Audi prône l'analogique et rejette l'ère des écrans tactiles géants dans ses véhicules
Il est grand temps de secouer ce cocon de plastoc brillant que l’on appelle désormais l’« intérieur de voiture moderne ». Entre la manie des écrans tactiles géants et l’obsession des interfaces flashy, le monde automobile semble avoir décidé de troquer tout ce qui est tactile et satisfaisant contre des surfaces lisses qui respawnent les doigts comme une mauvaise idée de design venue d’outre-mer. Cependant, dans ce déluge digital, Audi pointe un doigt accusateur et annonce son retour à l'authenticité — un plaidoyer pour l’analogique dans une ère de surabondance numérique.
Audi et le rejet de l'écran géant
Dans une déclaration qui a eu l’effet d’une boulette de viande lancée dans une réunion de végétariens, Audi se déclare en guerre contre la tendance des tablettes intégrées dans le tableau de bord. Son nouveau directeur du design, Massimo Frascella, crache des vérités : les grands écrans n’apportent rien, si ce n’est des distractions dignes d’un mauvais thriller. Selon lui, l’ergonomie doit renoncer à ces imprécations technologiques au profit d’une expérience de conduite intuitive.
Le retour du vrai luxe
Le projet Concept C, présenté à Munich, sera la pierre angulaire de cette nouvelle ère. Avec un écran pliable qui se fait oublier et des commandes en aluminium anodisé, Audi semble avoir emprunté une page du livre de recettes du vrai luxe. Alors que d'autres marques (on les connaît bien) se battent pour savoir qui aura le plus grand écran, Audi fait le pari audacieux que « less is more » pourrait sauver nos rétines et nos nerfs.
Une tactilité retrouvée
Et ce fameux « clic Audi » ? Voilà un souvenir qui se faisait rare. Frascella prône le retour d’une interface qui entoure chaque commande d’une sensation qui demeure encore inégalée. Étrangement, cela semble devenir une devise : plus de boutons physiques, plus de joie tactile. La magie des générations passées où tourner un bouton vous faisait vous sentir maître de votre capot doit renaître. Oui, on parle encore d’une voiture ici, pas d’un smartphone, en dépit de ce que les marques veulent nous faire croire.

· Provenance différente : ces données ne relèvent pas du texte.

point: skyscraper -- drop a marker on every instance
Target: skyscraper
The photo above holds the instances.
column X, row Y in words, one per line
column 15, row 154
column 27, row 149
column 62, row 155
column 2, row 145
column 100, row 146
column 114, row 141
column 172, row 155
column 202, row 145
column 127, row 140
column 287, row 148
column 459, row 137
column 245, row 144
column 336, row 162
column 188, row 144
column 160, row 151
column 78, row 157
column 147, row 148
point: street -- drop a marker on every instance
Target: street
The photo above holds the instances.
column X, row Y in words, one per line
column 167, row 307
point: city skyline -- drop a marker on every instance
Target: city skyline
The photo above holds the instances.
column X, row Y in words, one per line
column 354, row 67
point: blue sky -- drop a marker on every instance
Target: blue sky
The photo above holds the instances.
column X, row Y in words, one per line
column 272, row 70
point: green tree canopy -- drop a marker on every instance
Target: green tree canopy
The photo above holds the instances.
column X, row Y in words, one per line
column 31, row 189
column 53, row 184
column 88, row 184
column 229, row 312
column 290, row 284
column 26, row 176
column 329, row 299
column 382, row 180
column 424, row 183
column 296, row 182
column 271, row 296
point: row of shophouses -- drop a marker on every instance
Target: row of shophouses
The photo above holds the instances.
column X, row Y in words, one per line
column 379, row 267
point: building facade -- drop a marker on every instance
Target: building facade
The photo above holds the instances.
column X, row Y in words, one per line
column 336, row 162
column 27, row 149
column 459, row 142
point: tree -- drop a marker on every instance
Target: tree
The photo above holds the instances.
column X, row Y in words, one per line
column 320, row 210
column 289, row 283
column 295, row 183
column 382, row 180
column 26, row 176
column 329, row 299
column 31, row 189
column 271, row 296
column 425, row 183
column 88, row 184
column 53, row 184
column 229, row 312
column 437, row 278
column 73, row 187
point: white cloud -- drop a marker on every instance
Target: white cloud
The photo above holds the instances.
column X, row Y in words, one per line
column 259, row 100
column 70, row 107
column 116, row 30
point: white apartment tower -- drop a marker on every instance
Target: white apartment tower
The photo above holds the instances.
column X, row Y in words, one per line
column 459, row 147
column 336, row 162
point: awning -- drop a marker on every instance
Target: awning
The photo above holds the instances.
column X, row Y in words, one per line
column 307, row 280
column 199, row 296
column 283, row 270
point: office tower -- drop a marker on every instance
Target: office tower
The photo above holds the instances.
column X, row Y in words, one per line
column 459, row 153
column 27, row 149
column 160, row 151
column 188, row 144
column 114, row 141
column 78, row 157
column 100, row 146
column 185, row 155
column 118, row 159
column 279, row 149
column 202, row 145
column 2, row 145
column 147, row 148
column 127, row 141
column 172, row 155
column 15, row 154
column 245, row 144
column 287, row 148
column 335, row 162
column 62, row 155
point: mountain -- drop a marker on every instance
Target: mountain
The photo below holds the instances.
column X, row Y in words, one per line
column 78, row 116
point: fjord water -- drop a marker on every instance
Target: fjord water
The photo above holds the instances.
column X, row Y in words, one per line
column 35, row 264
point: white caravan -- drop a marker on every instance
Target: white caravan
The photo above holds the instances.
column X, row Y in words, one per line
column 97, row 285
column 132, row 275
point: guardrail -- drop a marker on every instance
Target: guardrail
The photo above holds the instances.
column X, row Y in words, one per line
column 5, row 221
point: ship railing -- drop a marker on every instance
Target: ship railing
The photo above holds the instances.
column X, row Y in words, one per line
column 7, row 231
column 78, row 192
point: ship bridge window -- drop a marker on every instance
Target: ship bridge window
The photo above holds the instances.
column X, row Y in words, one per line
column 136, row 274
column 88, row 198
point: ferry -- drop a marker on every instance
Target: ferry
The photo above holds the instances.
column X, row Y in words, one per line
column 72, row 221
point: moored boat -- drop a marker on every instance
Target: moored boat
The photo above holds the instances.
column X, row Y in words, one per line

Réponses de la concurrence
La réaction de Mercedes-Benz, en comparaison, était celle d’un enfant qui a perdu son jouet préféré. Gorden Wagener, son directeur du design, a soigneusement décrié le design d’Audi, le qualifiant de « trop rétro » — un point de vue qui s’ajoute à la cacophonie ambiante où être « à la pointe » équivaut trop souvent à être ennuyeusement uniforme. Étrangement, même le responsable logiciel de chez Mercedes a alors admis que l’ergonomie physique des boutons pouvait souvent surpasser la magie floue des interfaces numériques.
Le design intérieur comme reflet de la société
Audi ne se contente pas de redessiner ses véhicules, mais de poser des questions fondamentales sur la direction dans laquelle la technologie automobile doit avancer. Alors que la société moderne nous pousse vers une dépendance à la technologie, cette démarche remet en question un paradigme : l'évolution doit-elle vraiment être synonyme de régression en matière d’expérience utilisateur ? Audi semble convaincre qu'une symbiose entre le numérique et l'analogique pourrait bien offrir le meilleur des deux mondes.
Alors, alors que les constructeurs rivalisent pour créer le prochain gadget superflu, Audi clame haut et fort que l’avenir de l’automobile pourrait ne pas se trouver dans des écrans à en perdre la tête, mais plutôt dans la simplicité d'un vrai volant et des commandes que l'on entend claquer. En fin de compte, est-ce vraiment trop demander ? Peut-être qu’il est temps que d’autres commencent à remettre leurs priorités en place. À ce rythme, un retour aux bonnes vieilles voitures en fer n’est plus qu’un désir qui pourrait devenir une réalité, et ce, avec style.